Ainsi donc, il y aurait deux sexes dans la substance d’une bactérie, d’un grain de levure, quoique chez ces deux espèces, nous ne constations jamais la formation de ce que nous sommes habitués à considérer comme des éléments mâles et femelles ! Ainsi, l’assimilation dont nous ne connaissions que le résultat global serait un phénomène bipolaire ! Évidemment ce n’est là qu’une hypothèse, mais c’est une hypothèse à laquelle nous serons conduits par des déductions logiques et qui nous permettra de raconter les phénomènes d’une manière féconde. Elle nous permettra surtout d’instituer des expériences qui, directement ou indirectement, nous démontreront qu’elle est fondée et nous conduiront, si elle ne l’est pas, à une autre hypothèse meilleure…

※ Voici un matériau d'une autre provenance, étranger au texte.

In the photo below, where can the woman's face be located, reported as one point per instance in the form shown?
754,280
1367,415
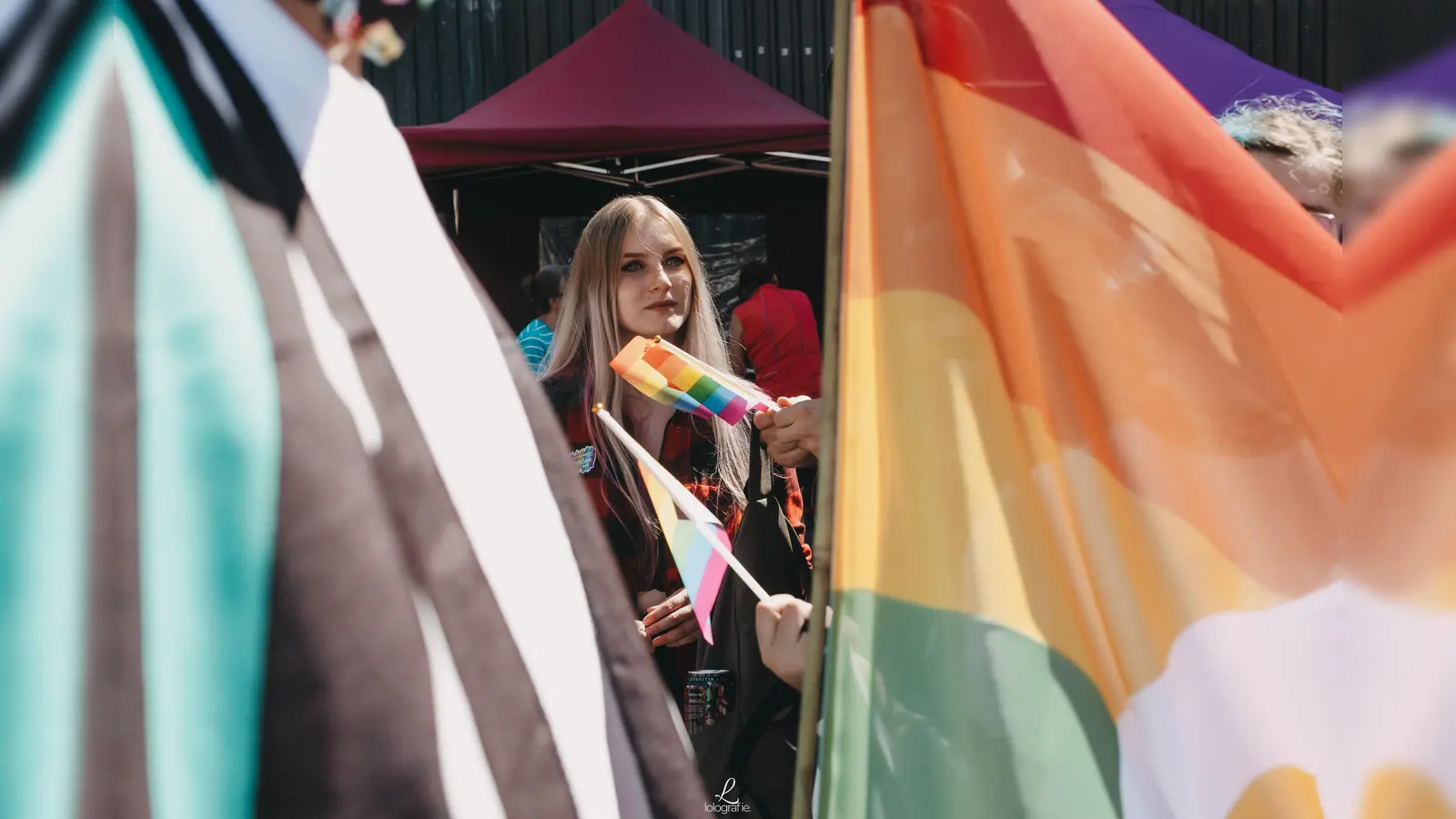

Le but de ce livre auquel j’ai déjà fait allusion [1], où j’ai accumulé surtout des raisonnements et où je me suis efforcé de raconter dans un langage clair les plus généraux des faits accumulés par les observateurs, le but de ce livre, dis-je, est d’amener à concevoir des expériences auxquelles on saura ce qu’on demande

  1. Traité de Biologie, par Félix Le Dantec. (À paraître le 15 mai 1903, chez Félix Alcan).